Zaraz sierżant bardacha wytłumaczy wam, że wszystko odbyło się prawidłowo a ten telefon to taki bonus do skromnej wypłaty milicjanta za jego ciężką pracę i w pełni mu się należy.
Gx
@Kanciak z Polską policją jak cokolwiek załatwiasz to wszystko nagrywaj, inaczej ciebie zleją. Tak to możesz łatwo na nich skargę złożyć, dostaną reprymendę i jeszcze stracą premię.
Zawsze bierz dane od policjanta z którym masz doczynienie a jak cokolwiek nagrywasz to niech to od razu leci w chmurę, żeby sobie w klocki nie polecieli.
Niestety w naszym kraju inaczej się za bardzo nie da jakkolwiek to wszystko jest uciążliwe i na pewno niezbyt normalne. To już takie rady bardziej na przyszłość. Policjant jest tobie mniej więcej tak przychylny jak i złodziej i z miejsca musisz robić sobie na niego haki żeby cokolwiek na nim wymusić. Aha, pamiętaj żeby zacząć nagrywanie przed samą rozmową, bo inaczej cwaniaczki nie chcą dawać danych i wymyślają sobie, że już wcześniej je podali. Jest aż tak źle, że nawet podanie danych trudno jest wyegzekwować.

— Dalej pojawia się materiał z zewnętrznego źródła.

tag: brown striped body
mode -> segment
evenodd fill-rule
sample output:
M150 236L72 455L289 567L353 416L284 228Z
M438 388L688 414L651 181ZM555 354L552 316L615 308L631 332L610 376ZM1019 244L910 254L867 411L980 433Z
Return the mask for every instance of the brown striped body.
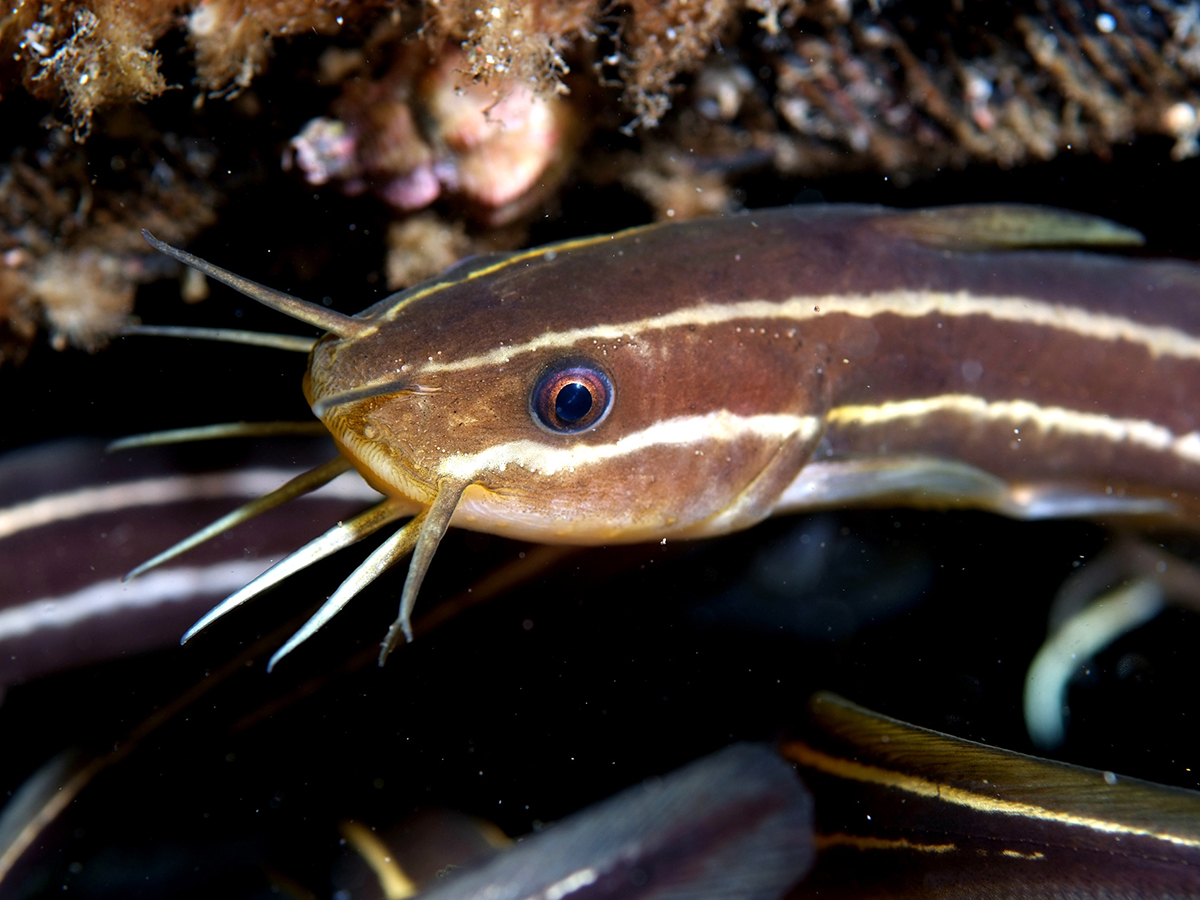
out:
M905 725L830 694L785 740L815 797L792 900L1198 898L1200 793Z
M1196 509L1200 269L925 221L802 206L478 260L320 342L306 390L377 487L464 481L455 524L542 541L846 502ZM563 359L613 385L578 434L530 415Z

Ja bym zglosil kradziez na innej komendzie i dolaczyl print screen z googla.
Gdybym znalazł czyjś telefon, to bym zadzwonił na ostatni numer, albo wyszukał "Mama" czy ktoś w tym rodzaju i powiedział, że znalazłem telefon, oddaję go do straży miejskiej.
@Pan_Buk W tych czasach to raczej niemozliwe bo kazdy ma odcisk palca na odblokowanie albo chociaz jakis wzór
@Capo_di_Sicilia Nie każdy z tego korzysta Moja połówka to wyłączyła także kurde ten...
@Spider jak wynosi go z domu to dosc ryzykowne
@Capo_di_Sicilia Znajomy kiedyś znalazł tel i czekał aż ktoś zadzwoni później odebrał i umówił się na odbiór.